A novelist is, like all mortals, more fully at home on the surface of the present than in the ooze of the past.
—Vladimir Nabokov (1899–1977) Russian-born American Novelist
People think that I can teach them style. What stuff it all is. Have something to say and say it as clearly as you can. That is the only secret of style.
—Matthew Arnold (1822–88) English Poet, Critic
Nowadays three witty turns of phrase and a lie make a writer.
—Georg Christoph Lichtenberg (1742–99) German Philosopher, Physicist
Writing crystallizes thought and thought produces action.
—Paul J. Meyer
A writer needs loneliness, and he gets his share of it.
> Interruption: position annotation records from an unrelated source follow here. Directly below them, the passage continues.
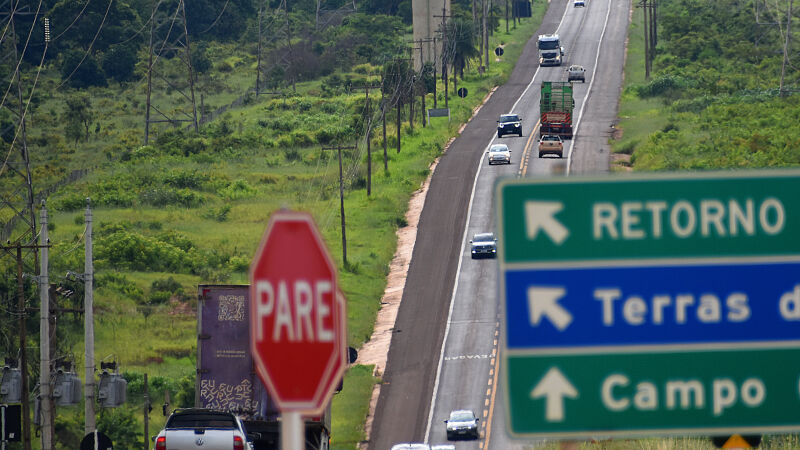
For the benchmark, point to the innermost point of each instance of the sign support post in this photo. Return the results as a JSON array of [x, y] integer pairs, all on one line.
[[298, 329]]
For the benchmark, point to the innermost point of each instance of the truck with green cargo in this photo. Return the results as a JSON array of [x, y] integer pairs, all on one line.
[[555, 109]]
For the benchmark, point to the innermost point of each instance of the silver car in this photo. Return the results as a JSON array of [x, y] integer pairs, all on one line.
[[499, 154], [484, 245], [462, 423]]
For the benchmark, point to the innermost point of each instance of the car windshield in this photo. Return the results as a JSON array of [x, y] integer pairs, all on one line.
[[461, 416]]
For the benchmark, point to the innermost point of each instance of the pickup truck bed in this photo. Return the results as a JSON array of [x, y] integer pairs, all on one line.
[[216, 430], [551, 145]]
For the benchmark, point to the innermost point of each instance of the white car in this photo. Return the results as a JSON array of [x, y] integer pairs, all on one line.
[[462, 424], [499, 154]]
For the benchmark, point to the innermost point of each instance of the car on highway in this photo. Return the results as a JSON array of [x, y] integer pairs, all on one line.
[[576, 72], [509, 124], [484, 245], [462, 423], [190, 427], [499, 154]]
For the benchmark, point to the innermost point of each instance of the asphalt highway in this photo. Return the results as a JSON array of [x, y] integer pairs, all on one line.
[[444, 353]]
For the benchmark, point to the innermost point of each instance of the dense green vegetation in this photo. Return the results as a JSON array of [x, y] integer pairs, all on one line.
[[712, 101], [189, 208]]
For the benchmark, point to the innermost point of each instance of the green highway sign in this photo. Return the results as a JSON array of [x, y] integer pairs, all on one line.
[[650, 304], [705, 392], [650, 216]]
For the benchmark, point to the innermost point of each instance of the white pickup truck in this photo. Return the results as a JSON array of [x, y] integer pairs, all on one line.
[[202, 429]]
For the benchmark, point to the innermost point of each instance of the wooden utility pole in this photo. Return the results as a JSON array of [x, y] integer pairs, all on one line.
[[46, 397], [383, 122], [444, 53], [646, 42], [258, 64], [22, 311], [339, 149], [146, 414], [369, 135], [786, 44]]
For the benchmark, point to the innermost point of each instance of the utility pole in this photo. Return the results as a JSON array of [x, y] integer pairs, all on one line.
[[339, 149], [46, 399], [781, 92], [444, 17], [485, 34], [369, 134], [383, 122], [422, 73], [258, 59], [90, 425], [146, 413], [176, 41]]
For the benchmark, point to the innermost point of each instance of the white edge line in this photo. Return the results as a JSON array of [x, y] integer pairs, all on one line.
[[461, 253], [455, 289], [588, 92]]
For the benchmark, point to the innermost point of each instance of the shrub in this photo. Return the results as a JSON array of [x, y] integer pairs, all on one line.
[[237, 190], [164, 197]]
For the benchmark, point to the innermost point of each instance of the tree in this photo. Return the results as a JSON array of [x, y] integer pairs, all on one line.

He needs love, and he gets shared and also unshared love. He needs friendship. In fact, he needs the universe. To be a writer is, in a sense, to be a day-dreamer – to be living a kind of double life.
—Jorge Luis Borges (1899–1986) Argentine Writer, Essayist, Poet
All writers are vain, selfish and lazy, and at the very bottom of their motives lies a mystery. Writing a book is a long, exhausting struggle, like a long bout of some painful illness. One would never undertake such a thing if one were not driven by some demon whom one can neither resist nor understand.
—George Orwell (1903–50) English Novelist, Journalist
Beneath the rule of men entirely great,
The pen is mightier than the sword.
—Edward Bulwer-Lytton, 1st Baron Lytton (1803–73) British Novelist, Poet, Politician
The purpose of a work of fiction is to appeal to the lingering after-effects in the reader’s mind as differing from, say, the purpose of oratory or philosophy which respectively leave people in a fighting or thoughtful mood.
—Unknown
Never write anything that does not give you great pleasure. Emotion is easily transferred from the writer to the reader.
—Joseph Joubert (1754–1824) French Writer, Moralist
The only way out is the way through, just as you cannot escape from death except by dying. Being unable to write, you must examine in writing this being unable, which becomes for the present—henceforth?—the subject to which you are condemned.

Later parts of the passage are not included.